Thursday, December 11, 2008

As for me and my house, we will serve the turkey

Rev. Fred scored 100 on his Bible quiz. You might want to congratulate him on that. This was one of the quiz questions:
33. Joshua said, "As for me and my house, we will serve the _____."
a) turkey
b) establishment
c) wine
d) Lord
The best answer is c. The correct answer is d. The Theology and Worship unit of the PCUSA would like us to answer b. That is the only reason I can see why they published Beau Weston's paper, Rebuilding the Presbyterian Establishment, that I commented on earlier (Let us Worship the Tall Steeple Pastor).

His paper has received some attention.
Doug King of Witherspoon provided his own critique here. Then, over thirty faculty members and theological educators responded in a collective critique. Thanks to Doug at Witherspoon for reporting this.

I think the reason people seem to care about this is that his paper is more than an opinion of one individual, it is a document published by the Theology and Worship unit of the denomination.

I am not criticizing T & W for publishing it. I think it is swell that T & W publishes heresy. Maybe someday they will publish something of mine.
Maybe the Theology and Worship unit could publish something about what the church ought to be doing in light of our looming planetary crises.


The critique from the 30 theological educators has five summary points:

1) The author does not provide qualitative or quantitative data to support his assertion that increasingly inclusive leadership in the structures of the PCUSA has led to its decline.

2) The argument to “rebuild the Presbyterian Establishment” is rooted in a model of ecclesiological power and authority rooted in a hierarchical rule that has clearly been rejected by the PCUSA as oppressive and unbiblical.

3) The proposal for “rebuilding the Presbyterian establishment” fails to respond to the needs of the church in the 21st century.

4) The proposal that “tall-steeple” pastors, who Weston claims are the “natural leaders of the church,” should provide the primary leadership of the denomination will reestablish a denomination led almost exclusively by white, male pastors.
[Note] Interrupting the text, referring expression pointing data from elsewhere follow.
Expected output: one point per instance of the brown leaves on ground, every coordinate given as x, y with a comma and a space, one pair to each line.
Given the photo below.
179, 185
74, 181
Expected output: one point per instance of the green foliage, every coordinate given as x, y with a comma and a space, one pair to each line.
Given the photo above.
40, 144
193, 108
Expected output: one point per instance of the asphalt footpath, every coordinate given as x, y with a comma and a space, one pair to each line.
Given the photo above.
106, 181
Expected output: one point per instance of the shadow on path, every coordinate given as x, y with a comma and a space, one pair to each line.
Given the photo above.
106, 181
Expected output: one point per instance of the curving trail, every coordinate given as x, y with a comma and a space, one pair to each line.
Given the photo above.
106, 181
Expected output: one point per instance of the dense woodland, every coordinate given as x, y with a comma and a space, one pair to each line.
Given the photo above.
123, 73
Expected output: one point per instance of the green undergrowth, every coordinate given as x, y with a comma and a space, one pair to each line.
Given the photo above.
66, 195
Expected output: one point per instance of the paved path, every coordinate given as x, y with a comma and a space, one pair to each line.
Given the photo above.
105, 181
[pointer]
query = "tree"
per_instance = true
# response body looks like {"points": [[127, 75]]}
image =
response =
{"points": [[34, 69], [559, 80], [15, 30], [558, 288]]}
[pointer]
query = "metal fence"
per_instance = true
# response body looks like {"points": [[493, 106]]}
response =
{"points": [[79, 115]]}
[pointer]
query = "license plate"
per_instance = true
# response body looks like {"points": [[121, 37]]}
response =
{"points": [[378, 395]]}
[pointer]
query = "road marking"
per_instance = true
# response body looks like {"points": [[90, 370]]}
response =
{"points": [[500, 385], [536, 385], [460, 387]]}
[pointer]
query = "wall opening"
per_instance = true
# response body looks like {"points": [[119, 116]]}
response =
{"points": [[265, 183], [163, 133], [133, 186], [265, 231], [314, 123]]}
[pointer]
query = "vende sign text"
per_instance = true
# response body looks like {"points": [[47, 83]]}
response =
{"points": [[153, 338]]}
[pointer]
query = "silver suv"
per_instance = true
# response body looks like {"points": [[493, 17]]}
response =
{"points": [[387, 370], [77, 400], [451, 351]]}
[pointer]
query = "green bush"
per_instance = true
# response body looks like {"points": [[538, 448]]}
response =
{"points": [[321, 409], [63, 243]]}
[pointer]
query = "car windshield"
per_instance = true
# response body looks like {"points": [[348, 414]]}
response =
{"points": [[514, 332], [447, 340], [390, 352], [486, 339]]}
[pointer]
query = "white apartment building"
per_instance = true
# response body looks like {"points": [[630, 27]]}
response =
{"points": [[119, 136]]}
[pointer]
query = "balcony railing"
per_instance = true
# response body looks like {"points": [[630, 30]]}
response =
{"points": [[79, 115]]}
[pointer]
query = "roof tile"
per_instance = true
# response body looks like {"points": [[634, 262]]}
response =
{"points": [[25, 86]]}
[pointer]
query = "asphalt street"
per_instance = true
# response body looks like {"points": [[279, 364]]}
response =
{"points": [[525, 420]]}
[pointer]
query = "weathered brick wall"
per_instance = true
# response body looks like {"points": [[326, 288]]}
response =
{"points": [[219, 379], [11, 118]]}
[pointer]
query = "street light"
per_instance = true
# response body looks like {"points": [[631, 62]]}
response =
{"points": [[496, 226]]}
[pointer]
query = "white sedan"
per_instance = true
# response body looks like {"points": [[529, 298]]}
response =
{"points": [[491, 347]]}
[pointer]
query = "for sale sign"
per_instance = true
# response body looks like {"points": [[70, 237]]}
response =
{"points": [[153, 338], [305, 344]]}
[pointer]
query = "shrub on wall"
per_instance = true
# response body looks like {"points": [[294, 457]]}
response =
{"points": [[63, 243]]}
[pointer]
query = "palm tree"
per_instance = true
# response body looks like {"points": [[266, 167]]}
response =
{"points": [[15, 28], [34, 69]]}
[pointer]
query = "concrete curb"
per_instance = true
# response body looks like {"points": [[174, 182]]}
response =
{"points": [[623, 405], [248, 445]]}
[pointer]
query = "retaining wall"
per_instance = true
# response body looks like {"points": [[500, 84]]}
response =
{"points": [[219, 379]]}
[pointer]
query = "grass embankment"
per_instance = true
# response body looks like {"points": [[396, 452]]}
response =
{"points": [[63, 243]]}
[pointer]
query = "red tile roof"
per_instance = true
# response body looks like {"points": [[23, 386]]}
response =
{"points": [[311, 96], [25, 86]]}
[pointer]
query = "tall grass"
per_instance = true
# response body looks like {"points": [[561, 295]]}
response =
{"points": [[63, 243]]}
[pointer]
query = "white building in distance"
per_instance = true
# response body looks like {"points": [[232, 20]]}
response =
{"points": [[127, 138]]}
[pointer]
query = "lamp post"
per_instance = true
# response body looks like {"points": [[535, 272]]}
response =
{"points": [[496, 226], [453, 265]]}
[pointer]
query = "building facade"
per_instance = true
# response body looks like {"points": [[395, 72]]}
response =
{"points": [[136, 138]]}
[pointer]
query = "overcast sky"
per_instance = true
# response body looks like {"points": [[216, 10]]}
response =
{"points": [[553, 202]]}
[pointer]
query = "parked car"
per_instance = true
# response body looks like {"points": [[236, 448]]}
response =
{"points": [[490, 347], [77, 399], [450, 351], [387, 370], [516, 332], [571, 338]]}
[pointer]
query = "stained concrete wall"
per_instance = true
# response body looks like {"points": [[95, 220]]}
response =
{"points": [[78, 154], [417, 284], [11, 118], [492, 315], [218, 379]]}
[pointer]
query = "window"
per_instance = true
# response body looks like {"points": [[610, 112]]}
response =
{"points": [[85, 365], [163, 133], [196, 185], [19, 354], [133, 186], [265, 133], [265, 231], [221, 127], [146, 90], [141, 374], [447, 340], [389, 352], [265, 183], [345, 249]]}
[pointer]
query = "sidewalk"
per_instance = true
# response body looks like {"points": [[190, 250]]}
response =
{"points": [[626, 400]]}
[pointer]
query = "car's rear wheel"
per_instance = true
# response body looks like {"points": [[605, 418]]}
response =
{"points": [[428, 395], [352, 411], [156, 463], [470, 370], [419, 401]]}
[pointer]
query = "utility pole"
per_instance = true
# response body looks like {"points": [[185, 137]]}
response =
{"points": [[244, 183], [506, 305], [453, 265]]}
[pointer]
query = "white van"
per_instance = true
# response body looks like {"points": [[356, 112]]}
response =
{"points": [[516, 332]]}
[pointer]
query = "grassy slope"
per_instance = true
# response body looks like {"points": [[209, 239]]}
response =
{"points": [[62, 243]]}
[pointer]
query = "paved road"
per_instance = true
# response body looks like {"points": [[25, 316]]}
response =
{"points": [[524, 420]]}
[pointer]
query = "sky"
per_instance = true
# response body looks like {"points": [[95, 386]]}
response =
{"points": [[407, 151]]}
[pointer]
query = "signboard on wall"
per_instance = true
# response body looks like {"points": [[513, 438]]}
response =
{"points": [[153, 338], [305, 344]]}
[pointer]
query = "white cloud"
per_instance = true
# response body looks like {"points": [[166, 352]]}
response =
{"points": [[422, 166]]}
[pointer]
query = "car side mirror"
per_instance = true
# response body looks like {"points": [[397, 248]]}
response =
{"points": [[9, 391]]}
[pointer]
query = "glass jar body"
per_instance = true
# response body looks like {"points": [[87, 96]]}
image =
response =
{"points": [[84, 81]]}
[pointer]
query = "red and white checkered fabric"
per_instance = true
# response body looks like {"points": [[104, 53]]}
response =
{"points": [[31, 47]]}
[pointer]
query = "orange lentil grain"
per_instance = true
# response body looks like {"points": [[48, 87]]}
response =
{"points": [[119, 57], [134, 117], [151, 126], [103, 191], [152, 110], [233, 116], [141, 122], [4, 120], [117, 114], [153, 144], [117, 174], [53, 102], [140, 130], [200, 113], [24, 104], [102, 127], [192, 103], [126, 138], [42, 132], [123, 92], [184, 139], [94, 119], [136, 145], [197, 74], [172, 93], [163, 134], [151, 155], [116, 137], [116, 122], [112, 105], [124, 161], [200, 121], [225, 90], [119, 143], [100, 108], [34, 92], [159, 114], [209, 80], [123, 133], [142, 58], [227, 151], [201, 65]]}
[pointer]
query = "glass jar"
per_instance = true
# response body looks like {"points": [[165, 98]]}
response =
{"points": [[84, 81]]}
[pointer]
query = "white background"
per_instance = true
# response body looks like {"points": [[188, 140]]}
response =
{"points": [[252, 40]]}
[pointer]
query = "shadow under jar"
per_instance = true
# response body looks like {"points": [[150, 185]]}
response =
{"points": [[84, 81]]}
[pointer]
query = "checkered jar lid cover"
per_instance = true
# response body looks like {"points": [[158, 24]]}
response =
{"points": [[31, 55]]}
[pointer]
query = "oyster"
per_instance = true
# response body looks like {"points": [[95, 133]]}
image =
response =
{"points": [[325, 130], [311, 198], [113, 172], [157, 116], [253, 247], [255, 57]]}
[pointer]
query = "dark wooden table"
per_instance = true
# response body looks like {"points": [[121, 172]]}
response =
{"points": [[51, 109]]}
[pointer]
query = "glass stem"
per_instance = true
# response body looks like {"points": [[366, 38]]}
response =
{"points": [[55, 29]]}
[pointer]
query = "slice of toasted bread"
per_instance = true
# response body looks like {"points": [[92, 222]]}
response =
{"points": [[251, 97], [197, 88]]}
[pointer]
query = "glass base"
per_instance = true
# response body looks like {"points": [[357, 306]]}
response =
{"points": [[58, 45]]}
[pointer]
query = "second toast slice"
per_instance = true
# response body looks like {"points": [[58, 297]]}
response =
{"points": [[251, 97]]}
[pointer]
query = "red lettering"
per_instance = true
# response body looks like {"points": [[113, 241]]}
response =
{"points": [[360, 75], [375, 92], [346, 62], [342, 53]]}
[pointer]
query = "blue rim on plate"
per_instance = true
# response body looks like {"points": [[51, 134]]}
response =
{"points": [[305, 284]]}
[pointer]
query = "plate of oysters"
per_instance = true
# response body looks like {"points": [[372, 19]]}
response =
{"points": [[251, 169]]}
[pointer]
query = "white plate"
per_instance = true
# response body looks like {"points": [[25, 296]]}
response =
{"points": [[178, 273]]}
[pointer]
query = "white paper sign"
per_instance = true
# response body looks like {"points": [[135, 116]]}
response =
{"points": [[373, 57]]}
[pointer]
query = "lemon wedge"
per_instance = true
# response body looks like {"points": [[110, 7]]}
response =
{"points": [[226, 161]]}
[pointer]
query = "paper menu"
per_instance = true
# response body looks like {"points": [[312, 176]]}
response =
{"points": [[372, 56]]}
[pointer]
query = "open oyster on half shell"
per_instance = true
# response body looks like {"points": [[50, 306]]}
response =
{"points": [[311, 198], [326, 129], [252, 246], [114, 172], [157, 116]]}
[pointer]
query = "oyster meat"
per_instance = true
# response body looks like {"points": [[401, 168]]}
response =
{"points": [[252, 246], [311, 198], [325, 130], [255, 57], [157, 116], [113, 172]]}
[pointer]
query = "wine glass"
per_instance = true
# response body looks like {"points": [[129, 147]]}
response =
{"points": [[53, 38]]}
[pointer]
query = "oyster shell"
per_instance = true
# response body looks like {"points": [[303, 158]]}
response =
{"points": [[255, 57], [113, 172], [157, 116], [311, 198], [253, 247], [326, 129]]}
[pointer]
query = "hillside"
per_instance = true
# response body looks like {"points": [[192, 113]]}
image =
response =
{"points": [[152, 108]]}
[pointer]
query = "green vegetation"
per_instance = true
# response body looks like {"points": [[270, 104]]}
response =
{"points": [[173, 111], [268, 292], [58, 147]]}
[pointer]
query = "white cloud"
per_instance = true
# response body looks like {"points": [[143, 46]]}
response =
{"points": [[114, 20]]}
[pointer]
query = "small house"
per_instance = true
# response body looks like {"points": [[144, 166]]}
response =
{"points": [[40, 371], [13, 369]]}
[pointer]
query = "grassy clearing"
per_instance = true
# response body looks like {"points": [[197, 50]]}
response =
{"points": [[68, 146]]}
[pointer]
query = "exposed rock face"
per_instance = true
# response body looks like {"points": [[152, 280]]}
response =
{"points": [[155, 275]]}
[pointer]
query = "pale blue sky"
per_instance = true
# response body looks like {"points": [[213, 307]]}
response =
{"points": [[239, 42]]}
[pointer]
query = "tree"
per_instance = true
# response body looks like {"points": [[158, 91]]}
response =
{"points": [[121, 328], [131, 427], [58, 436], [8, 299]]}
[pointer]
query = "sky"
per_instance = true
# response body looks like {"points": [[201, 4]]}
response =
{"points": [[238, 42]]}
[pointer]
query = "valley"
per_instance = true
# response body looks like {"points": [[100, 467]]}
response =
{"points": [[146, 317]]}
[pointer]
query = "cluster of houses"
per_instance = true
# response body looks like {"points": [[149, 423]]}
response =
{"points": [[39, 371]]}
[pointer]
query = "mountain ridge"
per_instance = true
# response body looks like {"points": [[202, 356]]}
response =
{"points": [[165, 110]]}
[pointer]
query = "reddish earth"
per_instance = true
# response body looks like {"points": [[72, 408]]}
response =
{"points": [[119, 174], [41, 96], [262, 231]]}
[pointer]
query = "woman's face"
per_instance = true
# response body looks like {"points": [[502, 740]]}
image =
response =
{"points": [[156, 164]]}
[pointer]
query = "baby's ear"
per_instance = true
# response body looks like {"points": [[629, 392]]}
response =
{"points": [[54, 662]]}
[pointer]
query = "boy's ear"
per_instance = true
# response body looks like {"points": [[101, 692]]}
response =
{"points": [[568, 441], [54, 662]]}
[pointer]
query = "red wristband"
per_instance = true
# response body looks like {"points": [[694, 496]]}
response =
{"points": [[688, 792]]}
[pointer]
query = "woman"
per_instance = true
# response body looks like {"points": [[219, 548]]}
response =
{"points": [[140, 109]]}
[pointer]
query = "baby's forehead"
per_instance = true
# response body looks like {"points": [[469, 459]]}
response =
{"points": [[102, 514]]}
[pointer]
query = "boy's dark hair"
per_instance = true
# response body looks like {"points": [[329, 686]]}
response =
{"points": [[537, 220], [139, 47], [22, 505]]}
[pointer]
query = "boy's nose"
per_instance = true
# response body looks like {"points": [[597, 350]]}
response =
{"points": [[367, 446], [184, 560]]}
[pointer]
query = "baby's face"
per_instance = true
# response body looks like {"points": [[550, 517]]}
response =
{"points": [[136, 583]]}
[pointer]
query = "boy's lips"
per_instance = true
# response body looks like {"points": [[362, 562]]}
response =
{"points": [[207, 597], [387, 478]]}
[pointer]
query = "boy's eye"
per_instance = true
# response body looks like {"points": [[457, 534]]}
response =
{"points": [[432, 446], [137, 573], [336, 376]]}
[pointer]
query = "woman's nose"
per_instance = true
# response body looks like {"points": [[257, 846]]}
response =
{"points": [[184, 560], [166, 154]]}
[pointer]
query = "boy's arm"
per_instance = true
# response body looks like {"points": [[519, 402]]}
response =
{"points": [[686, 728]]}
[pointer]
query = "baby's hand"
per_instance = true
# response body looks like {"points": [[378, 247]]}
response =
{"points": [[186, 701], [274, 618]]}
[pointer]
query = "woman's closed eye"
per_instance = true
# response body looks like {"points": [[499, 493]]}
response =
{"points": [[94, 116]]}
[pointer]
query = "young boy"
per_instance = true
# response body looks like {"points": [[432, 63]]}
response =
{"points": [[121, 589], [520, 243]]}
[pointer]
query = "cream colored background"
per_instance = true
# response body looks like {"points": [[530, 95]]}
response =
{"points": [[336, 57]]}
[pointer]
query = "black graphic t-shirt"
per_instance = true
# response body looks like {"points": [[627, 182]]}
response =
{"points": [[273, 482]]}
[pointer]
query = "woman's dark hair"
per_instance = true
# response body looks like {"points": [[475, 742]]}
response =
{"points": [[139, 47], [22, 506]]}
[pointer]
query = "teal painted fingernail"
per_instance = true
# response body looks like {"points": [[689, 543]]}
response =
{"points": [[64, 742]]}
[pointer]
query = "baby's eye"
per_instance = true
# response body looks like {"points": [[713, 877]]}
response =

5) The claim that we no longer need structures of inclusivity fails to recognize the deeply pernicious nature of structures of racism and sexism in our culture and our church and contradict the Book of Order.
Our moderator, Bruce Reyes-Chow, had an internet conversation with Beau Weston. You can link to it and read about it on Bruce's blog. There is also a Facebook discussion. One person on the Facebook page wrote:
I also chaired the Presbytery's Nom. Comm. for a year, and found it difficult, but exciting when we searched for persons to make up a diversity we needed on a particular group - folks we never thought of before, who turned out to be wonderful leaders! The same thing is happening at our transforming multicultural church. The old white establishment has a hard time seeing the young racial/ethnic members as equipped for ministry, but they often have a deep faith as a result of their experiences which gives them much insight into missions and relationships.
It is good to see the discussion. Maybe this will inspire us to talk about other things rather than the survival of the institution of the PC(USA). I am becoming more convinced that the human experiment is facing its greatest crises. Life twenty years from now could be massively different than life today. What is the church when things fall apart?

The church is going to need to be a lifeboat, a social network, and a font of creativity and spiritual strength. We need some truth telling to prepare for that, now. I think truth telling is coming from the diversity of our human relationships more than from the tall steeple.